Geographical distribution of heat savings in a smart energy system

In the transition towards 100% renewable energy systems, most research points to the importance of including energy savings to reach the most cost-efficient solutions. The building sector is a key target of energy savings, the reason being that in many countries, heating account for one third of the national energy demand. To reach the most cost-efficient future energy system, it is important to find the right balance between the cost for heat savings and the cost of heat production. The variation in building quality offer different potentials for savings in buildings, where different types of saving measures have different cost rates, resulting in some being cheaper than others. In future smart energy systems, where district heating will play an important role, the introduction of large amounts of renewables and utilization of waste heat in the district heating, result in potential inexpensive heat supply cost, while the more flexible units like combined power plants and boilers will be more expensive.
The balance between heat savings and heat production have been identified in several papers on an overall national level, however, what becomes apparent is that there is a geographical aspect that needs to be taken into account. The building mass is very different in urban areas with high-density population, apartment buildings, and offices, compared to rural areas and small villages. These differences also show up in the building quality, where some areas consists of new buildings while others predominantly consist of houses that are more than 50 years old. Furthermore, the heat supply costs also differs based on the geographical location of the buildings. In a smart energy system, urban housing in densely populated areas will be supplied by district heating, while heat pumps or biomass boilers will supply houses with individual heating. The geographic difference in heat supply and building types will affect the level at which energy savings will be economically feasible.

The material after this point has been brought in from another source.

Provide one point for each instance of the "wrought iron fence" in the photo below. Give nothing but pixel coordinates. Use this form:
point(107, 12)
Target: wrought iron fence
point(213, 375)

This study investigates how the geographical differences in heat supply and building types in a smart energy system influence the economic feasibility of investments in heat savings. This economic feasibility is found by using energy system analysis to identify marginal production costs, and combining it with a geographical assessment of building types and heat demands to identify the different saving profiles for different areas. Together, this delivers a geographical assessment of saving potentials, where the economically feasible balance between costs and savings is identified. The study specifically applies the method to the case of Aalborg Municipality and the plan for a Smart Energy Aalborg in 2050. Furthermore, the analysis examines the socio-economically best solutions, compares these to the current tariff structures and identifies if the structures helps to achieve the required energy savings for 2050.